3. Description of the Related Art
The proliferation of high data retrieval rate applications such as on-demand video servers has resulted in a corresponding need for computer systems which have reliable mass storage systems capable of high bit-rate transfers. FIG. 1 is a block diagram of a conventional computer system 100 which includes a host processor 110, a host memory 105, a memory controller 120 and a bank of memory devices 141, 142, 143 and 144, e.g., disk drives. The inclusion of memory controller 120 provides partial relief to the processing load of host processor 110 by offloading the burden of the device-level read/write steps required for transferring data to/from drives 141, 142, 143, 144.
For example, to initiate a read operation, host processor 110 simply sends a controller read command to controller 120 and then waits for a corresponding controller data packet from controller 120. As a result, host processor 110 can be freed up quickly to support other processes while the controller 120 retrieves the data from drives 141, 142, 143, 144. Upon receiving the controller read command, controller 120 translates the controller read command into a number of device read commands, which are then issued to the corresponding drives 141, 142, 143, 144.
Referring now to FIG. 2, in response to the device read commands, drives 141, 142, 143, 144 form device data packets 241, 242, 243, 244, respectively, all the device data packets destined for controller 120. Note that read data R1, R2, R3, and R4 represent the respective requested data from drives 141, 142, 143, 144. Controller 120 stores data R1, R2, R3, R4 in controller cache 125. Next, controller 120 forms a corresponding number of controller data packets 221, 222, 223, 224 destined for host processor 110, which includes data R1, R2, R3 and R4, respectively.
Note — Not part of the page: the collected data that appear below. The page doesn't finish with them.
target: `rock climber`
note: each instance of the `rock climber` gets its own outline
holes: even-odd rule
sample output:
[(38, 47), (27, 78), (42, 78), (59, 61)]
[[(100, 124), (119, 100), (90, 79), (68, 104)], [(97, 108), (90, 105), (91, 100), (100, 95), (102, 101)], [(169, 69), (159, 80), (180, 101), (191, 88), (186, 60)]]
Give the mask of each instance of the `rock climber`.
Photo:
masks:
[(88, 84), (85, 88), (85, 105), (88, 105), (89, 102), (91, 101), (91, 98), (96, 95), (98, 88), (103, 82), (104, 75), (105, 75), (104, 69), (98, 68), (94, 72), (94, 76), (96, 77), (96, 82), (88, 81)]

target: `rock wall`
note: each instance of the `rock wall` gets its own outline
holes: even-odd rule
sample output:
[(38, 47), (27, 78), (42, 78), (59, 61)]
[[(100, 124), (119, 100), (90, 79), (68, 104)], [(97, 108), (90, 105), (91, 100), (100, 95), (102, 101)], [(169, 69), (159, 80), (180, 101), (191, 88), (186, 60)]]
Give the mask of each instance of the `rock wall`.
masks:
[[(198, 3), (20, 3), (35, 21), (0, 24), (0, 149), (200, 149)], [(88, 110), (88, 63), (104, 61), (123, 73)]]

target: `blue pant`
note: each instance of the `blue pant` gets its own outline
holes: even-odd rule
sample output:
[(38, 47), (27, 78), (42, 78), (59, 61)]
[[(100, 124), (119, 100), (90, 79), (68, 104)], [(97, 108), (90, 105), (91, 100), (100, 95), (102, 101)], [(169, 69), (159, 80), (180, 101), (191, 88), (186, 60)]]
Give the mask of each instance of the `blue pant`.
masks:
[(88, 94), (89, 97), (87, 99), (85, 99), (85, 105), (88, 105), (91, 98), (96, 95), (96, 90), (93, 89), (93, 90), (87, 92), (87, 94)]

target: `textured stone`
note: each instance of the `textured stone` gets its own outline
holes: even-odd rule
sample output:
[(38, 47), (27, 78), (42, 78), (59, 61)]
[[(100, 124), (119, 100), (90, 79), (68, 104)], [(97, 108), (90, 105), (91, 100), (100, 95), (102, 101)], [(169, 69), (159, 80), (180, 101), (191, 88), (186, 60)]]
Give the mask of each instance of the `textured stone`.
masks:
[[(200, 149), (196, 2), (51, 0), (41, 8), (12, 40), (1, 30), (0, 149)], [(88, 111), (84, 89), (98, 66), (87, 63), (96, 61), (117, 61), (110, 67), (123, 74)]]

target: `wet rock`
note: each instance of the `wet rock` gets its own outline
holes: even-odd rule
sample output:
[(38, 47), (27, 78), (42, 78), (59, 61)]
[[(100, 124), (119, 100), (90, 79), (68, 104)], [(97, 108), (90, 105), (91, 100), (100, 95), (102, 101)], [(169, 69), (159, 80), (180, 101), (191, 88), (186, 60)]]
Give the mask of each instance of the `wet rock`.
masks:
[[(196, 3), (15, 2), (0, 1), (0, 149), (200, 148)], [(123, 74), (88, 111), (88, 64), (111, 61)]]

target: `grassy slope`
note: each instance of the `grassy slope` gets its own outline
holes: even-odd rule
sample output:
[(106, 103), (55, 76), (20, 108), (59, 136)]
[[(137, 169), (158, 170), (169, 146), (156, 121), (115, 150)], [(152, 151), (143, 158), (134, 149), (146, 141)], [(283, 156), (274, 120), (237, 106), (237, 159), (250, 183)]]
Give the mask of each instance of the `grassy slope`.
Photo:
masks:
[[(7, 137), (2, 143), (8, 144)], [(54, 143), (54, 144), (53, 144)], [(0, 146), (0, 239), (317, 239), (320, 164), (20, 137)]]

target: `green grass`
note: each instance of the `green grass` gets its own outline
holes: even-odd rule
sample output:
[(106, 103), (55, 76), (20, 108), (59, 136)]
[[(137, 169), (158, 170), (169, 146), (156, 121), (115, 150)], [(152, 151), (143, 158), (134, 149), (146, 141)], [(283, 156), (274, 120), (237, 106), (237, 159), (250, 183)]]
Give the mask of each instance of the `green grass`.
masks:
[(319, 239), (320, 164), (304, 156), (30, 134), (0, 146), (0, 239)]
Referring now to FIG. 3, to initiate a write operation, host processor 110 sends a number of controller data packets 311, 312, 313, 314, destined for controller 120. Controller 120 is now responsible for ensuring that the write data W1, W2, W3 and W4 arrive at their respective final destinations, i.e., arrive at drives 141, 142, 143, 144. First, controller 120 copies the write data W1, W2, W3, W4 into controller cache 125. Controller 120 then forms a corresponding number of device data packets 331, 332, 333, 334 and issues them to drives 141, 142, 143, 144, respectively.
Unfortunately, in the conventional read and write operations described above, the penalty for offloading the device-level steps from host processor 110 causes controller 120 to temporarily store the read/write data in cache 125. As a result, the bandwidth requirement on interconnect 182 is twice the underlying bit-rate needed for transferring data from host processor 110 to memory 140 without the use of any memory controller.
Hence, there is a need for an efficient scheme for storing and retrieving data which offloads the host processor without requiring a significant increase in bandwidth of the system interconnect.